Vice-Presidente da República apoia grafia toponímica única

A unificação da grafia toponímica existente desde o tempo colonial deve ser mantida, assente na observância das regras para evitar erros, defendeu esta sexta-feira (24), em Luanda, o Vice-Presidente da República, Bornito de Sousa.

24/09/2021  Última atualização 19H13
Bornito de Sousa questiona o por que não se alinha o alfabeto das línguas nacionais africanas ao das outras de origem bantu © Fotografia por: DR

No workshop sobre "Toponímia, Princípios e Directrizes, Referência de Memória no Desenvolvimento Urbano”, o político lembrou os casos de Cabinda, Cuanza Norte e Cuando Cubango, explicando que se se escrever Catete com C e outro com K, ao pesquisar, corresponderia a localidades diferentes.

Para evitar equívocos, de acordo com Bornito de Sousa, se for de entendimento escrever em língua nacional que seja correctamente.
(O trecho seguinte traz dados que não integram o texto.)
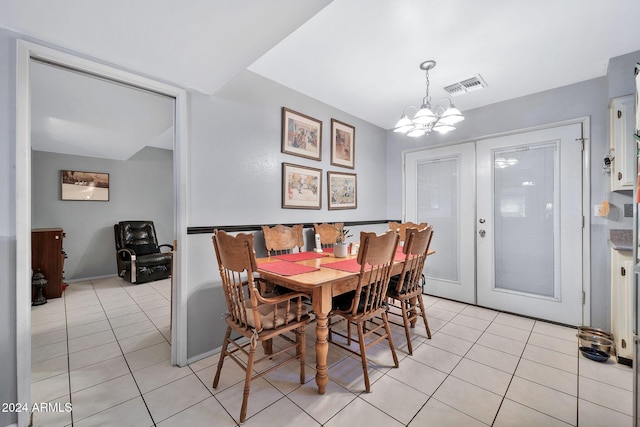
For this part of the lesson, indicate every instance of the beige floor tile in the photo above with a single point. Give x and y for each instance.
(58, 416)
(103, 396)
(49, 351)
(138, 342)
(436, 413)
(543, 399)
(210, 412)
(470, 321)
(175, 397)
(158, 375)
(593, 415)
(320, 408)
(40, 340)
(557, 331)
(449, 305)
(49, 368)
(606, 395)
(86, 319)
(514, 414)
(436, 358)
(97, 373)
(497, 342)
(83, 311)
(134, 329)
(348, 373)
(495, 358)
(439, 313)
(89, 341)
(426, 382)
(50, 388)
(396, 399)
(515, 321)
(558, 360)
(87, 357)
(461, 332)
(484, 376)
(231, 375)
(148, 356)
(88, 329)
(122, 311)
(472, 400)
(511, 332)
(553, 343)
(360, 413)
(130, 413)
(556, 379)
(450, 343)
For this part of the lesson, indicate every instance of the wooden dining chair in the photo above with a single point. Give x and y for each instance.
(328, 233)
(401, 228)
(366, 306)
(281, 239)
(405, 290)
(254, 318)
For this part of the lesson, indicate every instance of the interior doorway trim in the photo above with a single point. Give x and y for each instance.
(25, 51)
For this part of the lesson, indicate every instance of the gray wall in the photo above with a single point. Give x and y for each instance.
(140, 188)
(235, 172)
(589, 98)
(8, 373)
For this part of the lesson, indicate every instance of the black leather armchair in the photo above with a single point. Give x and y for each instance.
(138, 254)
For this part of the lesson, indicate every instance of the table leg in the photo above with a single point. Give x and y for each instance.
(322, 306)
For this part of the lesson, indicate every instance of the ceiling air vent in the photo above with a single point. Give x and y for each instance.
(465, 86)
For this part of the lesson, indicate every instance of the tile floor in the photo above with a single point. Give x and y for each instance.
(104, 348)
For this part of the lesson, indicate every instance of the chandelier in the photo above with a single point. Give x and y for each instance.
(441, 119)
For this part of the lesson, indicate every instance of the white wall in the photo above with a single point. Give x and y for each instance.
(141, 188)
(235, 172)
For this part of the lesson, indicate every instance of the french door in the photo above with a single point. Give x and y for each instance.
(440, 190)
(522, 252)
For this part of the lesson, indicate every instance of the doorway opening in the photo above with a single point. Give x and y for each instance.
(26, 53)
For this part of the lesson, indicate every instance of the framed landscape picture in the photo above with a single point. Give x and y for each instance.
(89, 186)
(343, 190)
(301, 135)
(301, 187)
(343, 144)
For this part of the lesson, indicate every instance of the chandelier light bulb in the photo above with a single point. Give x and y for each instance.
(441, 119)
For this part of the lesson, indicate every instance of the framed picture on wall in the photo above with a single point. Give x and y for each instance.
(301, 187)
(86, 186)
(343, 144)
(301, 135)
(343, 190)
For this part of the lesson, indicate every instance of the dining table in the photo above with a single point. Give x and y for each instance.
(321, 276)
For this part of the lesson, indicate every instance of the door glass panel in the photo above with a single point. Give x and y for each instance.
(438, 205)
(524, 219)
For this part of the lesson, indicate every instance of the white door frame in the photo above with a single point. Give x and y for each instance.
(25, 52)
(586, 194)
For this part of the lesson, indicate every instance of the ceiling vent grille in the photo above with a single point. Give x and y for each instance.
(466, 86)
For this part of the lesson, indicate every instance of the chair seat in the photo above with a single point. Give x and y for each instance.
(267, 318)
(151, 260)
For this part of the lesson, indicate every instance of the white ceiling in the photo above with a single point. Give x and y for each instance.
(359, 56)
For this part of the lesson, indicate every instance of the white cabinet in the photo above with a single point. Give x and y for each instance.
(623, 146)
(622, 302)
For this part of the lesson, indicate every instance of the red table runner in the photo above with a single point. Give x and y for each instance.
(300, 256)
(286, 268)
(349, 265)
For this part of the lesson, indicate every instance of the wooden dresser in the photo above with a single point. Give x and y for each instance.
(48, 256)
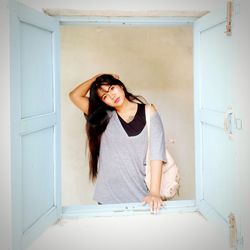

Em relação à moeda nacional, o Vice-Presidente da República disse haver incongruência a grafia do Kwanza que faz o plural kwanzas, quando as línguas nacionais adoptam o plural por prefixação e não por sufixação.

"Não vejo textos em português ou em língua nacional africana sem palavras de uma ou de outra, razão pela qual apelo à realização de estudos que adoptem um único alfabeto, num esforço agregador”, realçou.